À Cannes, mardi 14 mai, la salle Debussy, à guichets fermés, accueillait la présentation de Napoléon vu par Abel Gance. Thierry Frémaux, délégué général du festival, qui attendait cet événement depuis huit ans, est venu en personne présenter le film avec Costa-Gavras ainsi que Frédéric Bonnaud, le directeur de la Cinémathèque française. Dans le public, assise deux rangs derrière Georges Mourier, Clarisse Gance, la fille d’Abel Gance, a suivi la projection avec émotion et une certaine excitation : «J’étais nerveux jusqu’à la fin du film. Pour papa, pas pour moi. Au chef de projet de la restauration, qu’elle connaît depuis quarante ans, elle confiera également : « Sur le siège à ma gauche, dans la chambre, il n’y avait personne, je venais d’y poser mon sac. Et j’avais le sentiment que mon père était là, à côté de moi.

Clarisse Gance et Georges Mourier, le 14 mai 2024 à Cannes, juste après la présentation de la première partie du film

De son côté, Georges Mourier a suivi la projection avec un état d’esprit bien particulier.  » Ce n’est pas prétentieux de ma part, mais j’ai assisté à cette projection comme si c’était un de mes films. Je me suis souvenu de mes petites avant-premières : vous regardez l’écran et vous des charges l’écran, comme un courant électrique, parce que vous espérez que passera avec le public… Après la projection, je me sentais comme quelqu’un qui avait été le batteur du film pendant quatre heures. »
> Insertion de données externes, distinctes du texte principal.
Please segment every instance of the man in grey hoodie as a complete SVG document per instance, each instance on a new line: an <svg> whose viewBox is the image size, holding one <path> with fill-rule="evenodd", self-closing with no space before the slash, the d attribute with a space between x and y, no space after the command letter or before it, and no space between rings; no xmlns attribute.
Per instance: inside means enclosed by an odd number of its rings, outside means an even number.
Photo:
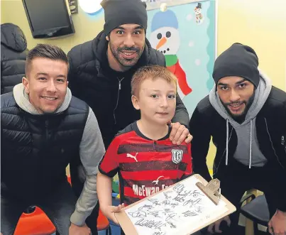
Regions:
<svg viewBox="0 0 286 235"><path fill-rule="evenodd" d="M27 56L26 77L1 96L1 232L13 234L31 205L40 207L61 235L87 235L97 202L97 167L105 153L92 109L67 88L69 64L56 46ZM86 179L77 200L65 169L80 159Z"/></svg>
<svg viewBox="0 0 286 235"><path fill-rule="evenodd" d="M253 49L240 43L216 60L215 84L189 122L194 171L211 179L206 163L211 136L213 176L220 180L221 193L238 207L246 190L264 192L270 232L286 234L286 93L272 86L258 66ZM235 234L238 213L224 219L232 225L227 234ZM221 232L221 222L209 231Z"/></svg>

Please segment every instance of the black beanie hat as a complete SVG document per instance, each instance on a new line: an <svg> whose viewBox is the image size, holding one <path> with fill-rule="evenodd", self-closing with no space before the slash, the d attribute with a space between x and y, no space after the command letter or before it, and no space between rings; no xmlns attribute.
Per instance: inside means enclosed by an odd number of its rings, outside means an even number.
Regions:
<svg viewBox="0 0 286 235"><path fill-rule="evenodd" d="M104 33L107 35L116 27L134 23L147 29L146 4L141 0L103 0Z"/></svg>
<svg viewBox="0 0 286 235"><path fill-rule="evenodd" d="M216 58L212 77L216 84L223 77L241 77L256 88L260 81L258 67L258 58L254 50L248 45L234 43Z"/></svg>

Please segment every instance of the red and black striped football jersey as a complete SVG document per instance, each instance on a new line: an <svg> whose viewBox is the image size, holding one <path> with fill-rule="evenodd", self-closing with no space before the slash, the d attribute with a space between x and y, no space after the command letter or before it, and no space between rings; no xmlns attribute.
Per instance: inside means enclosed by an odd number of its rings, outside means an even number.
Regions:
<svg viewBox="0 0 286 235"><path fill-rule="evenodd" d="M192 174L191 143L174 145L170 132L153 141L134 122L114 138L99 169L111 177L119 173L121 203L134 203Z"/></svg>

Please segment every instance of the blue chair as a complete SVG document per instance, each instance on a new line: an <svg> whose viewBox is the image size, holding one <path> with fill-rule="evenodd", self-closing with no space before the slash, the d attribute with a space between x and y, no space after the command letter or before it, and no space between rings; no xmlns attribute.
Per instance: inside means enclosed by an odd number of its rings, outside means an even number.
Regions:
<svg viewBox="0 0 286 235"><path fill-rule="evenodd" d="M258 224L268 226L270 219L268 205L264 195L256 197L254 195L246 195L241 199L241 204L249 198L252 199L251 201L241 207L240 212L253 222L254 234L258 234Z"/></svg>

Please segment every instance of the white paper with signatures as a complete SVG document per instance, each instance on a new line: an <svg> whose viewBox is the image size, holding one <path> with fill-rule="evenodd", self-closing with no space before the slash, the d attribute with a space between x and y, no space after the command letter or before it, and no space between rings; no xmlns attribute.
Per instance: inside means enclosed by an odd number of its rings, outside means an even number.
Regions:
<svg viewBox="0 0 286 235"><path fill-rule="evenodd" d="M126 210L138 235L189 234L206 222L228 211L222 200L216 205L190 177Z"/></svg>

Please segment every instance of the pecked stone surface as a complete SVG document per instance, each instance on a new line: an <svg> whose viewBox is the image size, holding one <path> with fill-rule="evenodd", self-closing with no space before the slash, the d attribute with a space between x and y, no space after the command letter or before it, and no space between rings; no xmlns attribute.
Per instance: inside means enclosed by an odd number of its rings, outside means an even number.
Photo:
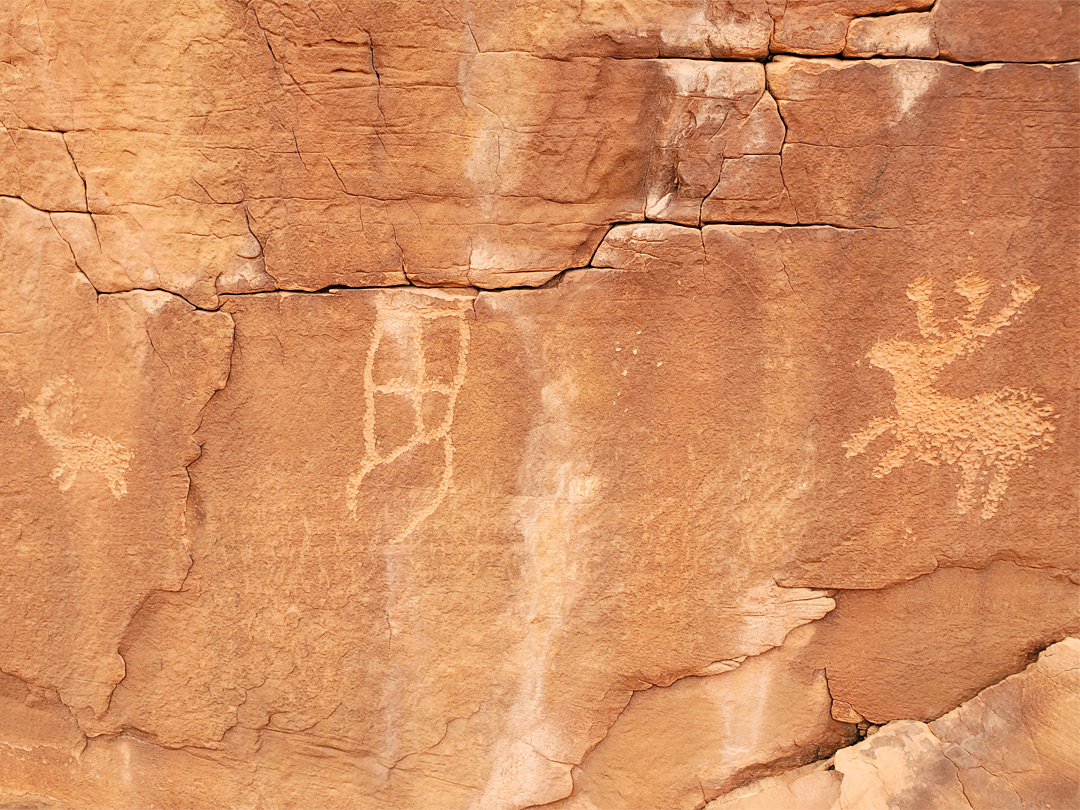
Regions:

Lors de la présentation cannoise, Georges Mourier a enfin pensé à un ami sans qui son travail n’aurait pas été possible. Le discret Claude Lafaye, exécuteur testamentaire d’Abel Gance, est décédé le 10 avril à l’âge de 95 ans. Claude Lafaye est l’homme à qui l’on doit la sauvegarde – ou plutôt le sauvetage de la destruction et de l’avidité humaine – et la transmission du capital. , archives inestimables de Gance. Pour Mourier qui le considérait comme son « deuxième père », il a été un soutien et un ami solide tout au long de sa mission. La reconstruction de Napoléon de 1927 est aussi une aventure humaine.
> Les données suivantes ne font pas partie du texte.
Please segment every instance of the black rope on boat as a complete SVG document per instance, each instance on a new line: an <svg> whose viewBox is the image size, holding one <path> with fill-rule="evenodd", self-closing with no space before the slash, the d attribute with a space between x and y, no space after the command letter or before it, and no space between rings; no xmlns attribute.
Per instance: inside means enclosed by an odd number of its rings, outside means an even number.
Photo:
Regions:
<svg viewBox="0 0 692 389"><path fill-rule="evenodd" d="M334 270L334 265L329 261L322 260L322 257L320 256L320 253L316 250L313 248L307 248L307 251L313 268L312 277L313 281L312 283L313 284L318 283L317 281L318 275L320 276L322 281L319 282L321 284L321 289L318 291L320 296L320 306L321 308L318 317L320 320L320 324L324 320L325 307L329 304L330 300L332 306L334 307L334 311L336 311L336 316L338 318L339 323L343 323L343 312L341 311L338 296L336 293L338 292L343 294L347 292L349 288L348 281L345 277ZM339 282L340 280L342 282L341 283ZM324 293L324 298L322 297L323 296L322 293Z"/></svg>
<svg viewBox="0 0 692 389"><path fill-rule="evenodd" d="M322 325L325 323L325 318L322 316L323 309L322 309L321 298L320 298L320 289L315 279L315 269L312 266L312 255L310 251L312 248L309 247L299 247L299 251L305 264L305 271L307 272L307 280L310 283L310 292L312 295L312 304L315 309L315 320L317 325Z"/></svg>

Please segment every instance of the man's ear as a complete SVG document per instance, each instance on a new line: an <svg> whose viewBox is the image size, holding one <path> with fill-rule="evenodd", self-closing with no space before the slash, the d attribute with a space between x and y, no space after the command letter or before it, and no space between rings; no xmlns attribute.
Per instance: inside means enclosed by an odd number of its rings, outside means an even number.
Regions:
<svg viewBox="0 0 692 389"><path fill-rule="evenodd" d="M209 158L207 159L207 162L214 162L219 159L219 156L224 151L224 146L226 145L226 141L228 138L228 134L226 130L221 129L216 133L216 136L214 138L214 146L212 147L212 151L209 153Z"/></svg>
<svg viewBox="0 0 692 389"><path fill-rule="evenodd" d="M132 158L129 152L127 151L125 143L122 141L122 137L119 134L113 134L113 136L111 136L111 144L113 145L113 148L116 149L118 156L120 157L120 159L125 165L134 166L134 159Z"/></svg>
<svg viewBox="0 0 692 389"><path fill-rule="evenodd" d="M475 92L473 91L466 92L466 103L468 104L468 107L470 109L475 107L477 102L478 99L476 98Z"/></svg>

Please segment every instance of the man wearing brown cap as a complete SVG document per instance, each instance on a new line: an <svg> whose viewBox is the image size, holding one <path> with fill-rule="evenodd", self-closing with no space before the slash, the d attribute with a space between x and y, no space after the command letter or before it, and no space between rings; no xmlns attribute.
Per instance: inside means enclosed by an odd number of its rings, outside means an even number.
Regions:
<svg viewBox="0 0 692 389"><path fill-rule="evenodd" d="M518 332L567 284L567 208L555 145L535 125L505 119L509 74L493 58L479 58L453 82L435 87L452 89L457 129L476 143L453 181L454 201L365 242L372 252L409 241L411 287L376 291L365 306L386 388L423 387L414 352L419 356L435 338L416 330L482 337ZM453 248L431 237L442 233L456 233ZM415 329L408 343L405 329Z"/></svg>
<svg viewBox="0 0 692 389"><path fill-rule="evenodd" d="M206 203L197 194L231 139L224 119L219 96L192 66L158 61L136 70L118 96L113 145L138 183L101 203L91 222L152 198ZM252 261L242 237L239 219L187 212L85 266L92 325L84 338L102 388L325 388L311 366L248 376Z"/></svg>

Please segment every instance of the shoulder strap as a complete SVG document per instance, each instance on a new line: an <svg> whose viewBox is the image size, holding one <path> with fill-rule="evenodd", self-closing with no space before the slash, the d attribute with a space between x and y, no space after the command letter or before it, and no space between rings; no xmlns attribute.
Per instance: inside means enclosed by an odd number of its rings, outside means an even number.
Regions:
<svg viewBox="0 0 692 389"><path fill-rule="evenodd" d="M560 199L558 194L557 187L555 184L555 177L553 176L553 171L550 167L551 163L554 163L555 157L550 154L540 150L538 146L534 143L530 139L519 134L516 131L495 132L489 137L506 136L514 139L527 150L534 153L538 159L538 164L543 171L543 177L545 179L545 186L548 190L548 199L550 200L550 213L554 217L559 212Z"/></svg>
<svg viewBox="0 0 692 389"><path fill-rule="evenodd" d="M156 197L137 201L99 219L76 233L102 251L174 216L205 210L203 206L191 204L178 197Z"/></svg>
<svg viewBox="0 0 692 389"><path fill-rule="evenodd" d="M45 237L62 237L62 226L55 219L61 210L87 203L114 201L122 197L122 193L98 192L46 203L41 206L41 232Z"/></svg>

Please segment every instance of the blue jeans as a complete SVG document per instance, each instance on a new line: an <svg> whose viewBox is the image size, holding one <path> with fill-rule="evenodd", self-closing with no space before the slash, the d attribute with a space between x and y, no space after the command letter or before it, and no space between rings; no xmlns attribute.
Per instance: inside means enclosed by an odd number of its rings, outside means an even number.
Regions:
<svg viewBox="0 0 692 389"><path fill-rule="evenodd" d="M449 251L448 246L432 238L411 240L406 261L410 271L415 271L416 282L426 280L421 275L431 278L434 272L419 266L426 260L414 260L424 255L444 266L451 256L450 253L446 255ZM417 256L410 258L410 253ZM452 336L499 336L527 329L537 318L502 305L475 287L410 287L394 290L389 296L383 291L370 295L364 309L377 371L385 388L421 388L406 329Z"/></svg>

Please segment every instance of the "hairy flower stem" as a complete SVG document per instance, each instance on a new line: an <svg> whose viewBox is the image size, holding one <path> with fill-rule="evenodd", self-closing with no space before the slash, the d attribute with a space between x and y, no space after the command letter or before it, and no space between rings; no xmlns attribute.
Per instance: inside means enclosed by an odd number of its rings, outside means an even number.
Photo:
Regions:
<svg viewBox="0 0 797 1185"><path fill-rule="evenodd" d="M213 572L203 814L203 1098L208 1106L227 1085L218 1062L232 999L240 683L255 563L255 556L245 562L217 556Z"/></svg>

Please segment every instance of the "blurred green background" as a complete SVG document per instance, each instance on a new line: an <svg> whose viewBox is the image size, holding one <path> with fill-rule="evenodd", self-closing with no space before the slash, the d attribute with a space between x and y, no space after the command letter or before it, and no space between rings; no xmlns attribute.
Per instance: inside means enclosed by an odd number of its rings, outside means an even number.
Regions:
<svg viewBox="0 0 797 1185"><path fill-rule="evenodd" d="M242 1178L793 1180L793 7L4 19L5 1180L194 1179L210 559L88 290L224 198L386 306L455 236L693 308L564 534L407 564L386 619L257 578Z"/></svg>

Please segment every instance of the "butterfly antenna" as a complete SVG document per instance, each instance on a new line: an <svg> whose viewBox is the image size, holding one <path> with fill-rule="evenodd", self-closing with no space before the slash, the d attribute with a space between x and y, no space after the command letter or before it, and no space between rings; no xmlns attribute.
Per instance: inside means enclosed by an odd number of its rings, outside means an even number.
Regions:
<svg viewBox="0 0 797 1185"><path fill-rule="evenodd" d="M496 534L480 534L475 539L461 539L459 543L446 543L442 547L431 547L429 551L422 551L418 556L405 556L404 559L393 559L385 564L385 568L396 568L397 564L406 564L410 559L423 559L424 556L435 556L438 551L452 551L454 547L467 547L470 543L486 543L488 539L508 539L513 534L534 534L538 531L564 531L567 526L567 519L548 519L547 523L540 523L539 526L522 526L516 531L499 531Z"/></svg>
Le point culminant de la renaissance de Napoléon de Gance aura lieu les 4 et 5 juillet à la Seine musicale : le film sera présenté sur deux soirées sous forme de ciné-concert, accompagné par l’Orchestre National de France, l’Orchestre Philharmonique de Radio France et le Chœur de Radio France placés sous la direction de Frank Strobel. Ces soirées affichent complet. La Cinémathèque a programmé plusieurs projections (avec entracte) de Napoléon vu par Abel Gance entre le 6 et le 21 juillet. Georges Mourier présentera la séance le 14 juillet. L’institution parisienne a également lancé, mercredi 16 mai, un passionnant ouvrage collectif sur la reconstitution du film, publié aux Éditions de la Table Ronde. Celui-ci sera également projeté les 18 et 19 juillet dans le cadre du Festival Radio France Occitanie Montpellier. France Télévisions, qui fait partie des partenaires du projet (avec Netflix notamment), participera également à la mise en valeur de ce monument du cinéma.
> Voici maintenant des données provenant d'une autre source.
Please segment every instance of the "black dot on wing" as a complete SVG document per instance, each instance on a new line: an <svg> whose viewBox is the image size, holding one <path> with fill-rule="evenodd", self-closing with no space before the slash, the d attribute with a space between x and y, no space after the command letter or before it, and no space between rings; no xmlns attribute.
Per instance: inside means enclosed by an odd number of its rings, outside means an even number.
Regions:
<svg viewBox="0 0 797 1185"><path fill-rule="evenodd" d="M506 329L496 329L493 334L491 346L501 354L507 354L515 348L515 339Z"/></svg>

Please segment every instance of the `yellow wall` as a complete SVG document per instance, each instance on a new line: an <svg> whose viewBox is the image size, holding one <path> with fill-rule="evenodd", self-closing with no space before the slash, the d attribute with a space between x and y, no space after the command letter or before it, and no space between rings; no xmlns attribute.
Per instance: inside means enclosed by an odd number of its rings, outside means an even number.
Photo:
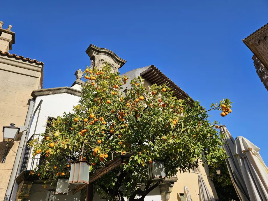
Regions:
<svg viewBox="0 0 268 201"><path fill-rule="evenodd" d="M31 93L38 89L42 66L14 58L0 55L0 161L6 144L3 141L3 126L24 125ZM5 163L0 163L0 200L3 200L21 136L18 135L8 145Z"/></svg>
<svg viewBox="0 0 268 201"><path fill-rule="evenodd" d="M199 186L198 182L198 176L202 175L203 178L206 183L211 194L215 199L218 199L218 196L215 190L213 182L210 179L209 175L208 167L207 165L203 167L201 165L199 166L200 173L197 173L192 172L190 172L180 173L179 172L177 174L179 179L175 183L172 192L170 193L170 198L169 201L181 201L179 194L183 193L183 188L186 186L189 189L190 194L193 201L199 200Z"/></svg>

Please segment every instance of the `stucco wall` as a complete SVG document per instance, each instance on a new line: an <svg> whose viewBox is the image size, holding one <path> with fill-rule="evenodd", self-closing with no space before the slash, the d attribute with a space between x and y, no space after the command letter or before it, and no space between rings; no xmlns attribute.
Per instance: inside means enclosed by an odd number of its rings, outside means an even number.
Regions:
<svg viewBox="0 0 268 201"><path fill-rule="evenodd" d="M200 172L197 173L191 172L179 172L177 174L178 179L177 182L175 183L173 187L172 192L170 193L170 201L181 201L179 194L183 193L183 188L186 186L189 189L190 194L193 201L198 201L199 199L199 185L198 182L198 176L202 175L204 181L210 191L214 198L218 199L218 196L215 190L213 182L209 176L208 167L206 165L203 167L202 165L199 168Z"/></svg>
<svg viewBox="0 0 268 201"><path fill-rule="evenodd" d="M41 110L35 132L35 136L38 137L37 134L44 133L45 125L48 117L57 118L62 116L64 112L66 113L73 111L73 106L78 104L80 97L68 94L60 94L47 96L38 96L36 98L34 108L35 110L38 103L43 100ZM34 134L34 129L37 119L38 112L33 117L29 131L28 139ZM31 154L31 156L32 155ZM28 164L28 170L31 169L31 168L35 167L39 163L38 155L36 156L33 160L31 157Z"/></svg>
<svg viewBox="0 0 268 201"><path fill-rule="evenodd" d="M6 148L3 126L10 123L24 125L31 94L38 89L41 67L34 63L0 56L0 160ZM0 200L3 200L18 147L21 133L9 148L6 162L0 163Z"/></svg>

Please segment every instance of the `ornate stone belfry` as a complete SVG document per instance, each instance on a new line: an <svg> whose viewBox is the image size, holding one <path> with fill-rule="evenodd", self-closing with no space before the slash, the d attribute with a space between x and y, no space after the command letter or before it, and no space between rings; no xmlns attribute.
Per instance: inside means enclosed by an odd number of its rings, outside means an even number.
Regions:
<svg viewBox="0 0 268 201"><path fill-rule="evenodd" d="M91 44L86 52L90 58L91 67L96 67L100 70L105 62L109 63L112 66L114 72L118 71L126 62L114 52L105 48L100 48Z"/></svg>

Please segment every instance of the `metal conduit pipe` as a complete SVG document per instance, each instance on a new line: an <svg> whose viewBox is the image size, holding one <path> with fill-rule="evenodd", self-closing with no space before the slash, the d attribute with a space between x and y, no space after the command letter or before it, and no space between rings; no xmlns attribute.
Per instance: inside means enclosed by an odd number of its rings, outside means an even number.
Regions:
<svg viewBox="0 0 268 201"><path fill-rule="evenodd" d="M12 192L13 186L15 182L15 179L17 177L18 169L19 169L19 166L20 164L22 154L23 152L25 142L27 141L26 136L28 133L29 126L31 123L30 120L31 119L31 115L33 113L35 100L35 98L32 98L30 102L29 108L28 108L28 111L27 112L27 114L25 120L25 122L24 123L24 126L25 127L25 128L23 131L21 138L20 138L20 141L19 144L17 154L16 155L14 164L13 165L13 168L12 169L11 175L10 175L8 185L8 186L6 195L5 195L4 201L9 201L10 195Z"/></svg>

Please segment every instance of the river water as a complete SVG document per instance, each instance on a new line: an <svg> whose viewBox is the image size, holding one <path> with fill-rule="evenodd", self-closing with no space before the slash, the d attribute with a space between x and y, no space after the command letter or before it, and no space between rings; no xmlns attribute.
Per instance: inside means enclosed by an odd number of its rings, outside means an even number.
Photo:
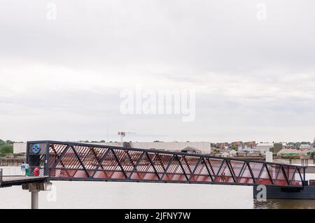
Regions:
<svg viewBox="0 0 315 223"><path fill-rule="evenodd" d="M4 173L19 174L18 168ZM307 178L315 178L312 175ZM249 186L115 182L52 181L39 192L40 208L315 208L315 200L253 199ZM21 186L0 189L0 208L29 208Z"/></svg>

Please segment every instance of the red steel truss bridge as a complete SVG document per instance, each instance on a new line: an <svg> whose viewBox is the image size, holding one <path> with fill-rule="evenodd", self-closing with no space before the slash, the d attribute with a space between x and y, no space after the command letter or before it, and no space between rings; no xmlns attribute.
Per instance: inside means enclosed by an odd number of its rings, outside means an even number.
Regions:
<svg viewBox="0 0 315 223"><path fill-rule="evenodd" d="M303 187L305 168L284 164L58 141L27 143L30 173L52 180Z"/></svg>

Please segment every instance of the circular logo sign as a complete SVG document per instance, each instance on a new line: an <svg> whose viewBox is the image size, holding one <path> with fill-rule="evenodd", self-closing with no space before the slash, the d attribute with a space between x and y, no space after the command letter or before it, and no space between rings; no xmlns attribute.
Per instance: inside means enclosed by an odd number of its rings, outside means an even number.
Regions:
<svg viewBox="0 0 315 223"><path fill-rule="evenodd" d="M41 148L39 147L38 144L34 144L33 145L33 152L34 154L38 154L40 150L41 150Z"/></svg>

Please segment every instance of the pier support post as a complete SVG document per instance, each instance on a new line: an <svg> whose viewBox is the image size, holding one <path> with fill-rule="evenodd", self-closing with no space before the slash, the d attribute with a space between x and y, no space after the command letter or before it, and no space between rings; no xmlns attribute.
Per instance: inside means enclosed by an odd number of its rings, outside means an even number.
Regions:
<svg viewBox="0 0 315 223"><path fill-rule="evenodd" d="M39 189L33 189L31 191L31 209L38 209L38 192Z"/></svg>
<svg viewBox="0 0 315 223"><path fill-rule="evenodd" d="M52 183L46 182L31 182L22 185L22 189L31 192L31 209L38 209L38 192L40 191L49 191L51 189Z"/></svg>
Danton (Alexandre Koubitzky), Robespierre (Edmond van Daële) et Marat (Antonin Artaud) dans une séquence d'anthologie de "Napoléon vu par Abel Gance".  (LA CINEMATHEQUE FRANCAISE)

Genre : Poème historique
Directeur : Abel Gancé
Acteurs : Albert Dieudonné, Vladimir Roudenko, Harry Krimer, Alexandre Koubitzky, Edmond van Daële, Antonin Artaud, Eugénie Buffet, Gina Manès, Annabella…
Pays : France
Durée : 7h05 minutes (3h40 pour le 1er volet présenté à Cannes, 3h25 pour le 2ème volet)
Première mondiale : 14 mai 2024 à Cannes pour le 1er volet
Distributeur : La Cinémathèque française
Synopsis : Les débuts du destin extraordinaire de Napoléon Bonaparte, de son enfance à l’école militaire de Brienne jusqu’à la campagne d’Italie.

Malagigi Boutot

A final year student studying sports and local and world sports news and a good supporter of all sports and Olympic activities and events.